Initially, a lot of time. It’s far faster to license an engine and build a game than to roll your own from scratch first. And without the right experience on hand to build that engine, you may end up with a difficult to maintain codebase that encourages hacks and buggy game coding while making it difficult add new features. It’s a lot of fun to build an engine and get something on the screen, but developing and maintaining engine technology is very different work from making games and isn’t a good strategic choice for every studio. In the end, a proprietary game engine may simply prove to be more trouble than it’s worth.
Also, every minute spent building, tweaking, bug-fixing, and extending a homebrew engine is a minute not spent on the game. It’s hard to justify working on the authoring tool when the GarageGames guys have done such a nice job on theirs and are constantly working on making it better. On the other hand, no engine is perfect, or perfectly suited to the game you’re making, or has the features you need for your team to make the best games possible. It’s also a risk to build your games on top of technology over which you have no direct control.
So there’s no easy answer to this. The good news is that it’s easy to change your mind later. Casual games aren’t super complex, so if a particular licensed game engine doesn’t work out so great, you can try another one in a few months!
5. Can you recommend any good scheduling software, bug trackers, or source control software?
I don’t know of any good scheduling software, but that’s ok—I’m not a producer! I do know that Microsoft Project is about the worst thing out there, except for everything else. If I ever schedule anything, though, it’s in Excel.
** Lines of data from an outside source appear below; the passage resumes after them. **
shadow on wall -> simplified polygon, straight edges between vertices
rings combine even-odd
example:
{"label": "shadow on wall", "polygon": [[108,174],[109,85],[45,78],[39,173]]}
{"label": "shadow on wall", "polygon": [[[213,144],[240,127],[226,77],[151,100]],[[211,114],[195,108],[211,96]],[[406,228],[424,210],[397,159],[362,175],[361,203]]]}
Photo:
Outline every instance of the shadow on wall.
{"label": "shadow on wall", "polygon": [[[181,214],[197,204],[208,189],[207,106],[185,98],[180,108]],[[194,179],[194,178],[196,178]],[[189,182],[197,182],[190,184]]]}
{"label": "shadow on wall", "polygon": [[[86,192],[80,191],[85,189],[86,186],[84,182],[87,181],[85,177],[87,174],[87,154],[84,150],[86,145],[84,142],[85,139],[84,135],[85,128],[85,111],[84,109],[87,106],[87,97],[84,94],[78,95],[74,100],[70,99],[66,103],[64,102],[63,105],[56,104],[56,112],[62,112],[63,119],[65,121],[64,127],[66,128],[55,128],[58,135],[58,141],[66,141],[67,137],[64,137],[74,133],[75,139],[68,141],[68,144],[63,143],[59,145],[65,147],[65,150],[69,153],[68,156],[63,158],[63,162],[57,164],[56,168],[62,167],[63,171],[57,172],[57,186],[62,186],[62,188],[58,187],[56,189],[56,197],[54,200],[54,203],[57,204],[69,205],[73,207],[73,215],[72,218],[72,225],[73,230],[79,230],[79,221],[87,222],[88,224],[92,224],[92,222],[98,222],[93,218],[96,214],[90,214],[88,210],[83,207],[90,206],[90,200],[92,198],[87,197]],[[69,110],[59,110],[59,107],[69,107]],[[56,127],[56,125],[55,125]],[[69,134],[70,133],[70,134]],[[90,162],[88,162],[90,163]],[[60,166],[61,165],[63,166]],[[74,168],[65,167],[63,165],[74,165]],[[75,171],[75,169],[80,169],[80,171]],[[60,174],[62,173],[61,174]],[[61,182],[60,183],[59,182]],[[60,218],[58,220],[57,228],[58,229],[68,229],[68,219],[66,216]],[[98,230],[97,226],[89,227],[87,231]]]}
My favorite bug tracker is Jira by Atlassian. It’s cheap (cost is per-server, not per-seat), very customizable, has great tech support and a big lively community. What’s more, it is constantly updated with new features and extended with new plugins by Atlassian or third parties. For small budget studios, there are free alternatives such as Bugzilla. Although I haven’t used them myself, I’ve generally heard bad things about their usability for non-programmers. Atlassian also offers a great wiki called Confluence that I really like and we use heavily at my studio.
The game industry favorite for source control is easily Perforce. They just won another Front Line award from Game Developer magazine for being awesome. I’ve been using Perforce for about 5 years now and I wouldn’t switch (though I regularly check the competition). Perforce is fast, small, and has great integration support. I also like that it works well remotely and that it is so easy to script automation for it—and they’re even making their client GUI usable for non-programmers. The big problem is that Perforce is very, very expensive. Tight budgets should probably go with Subversion + TortoiseSVN.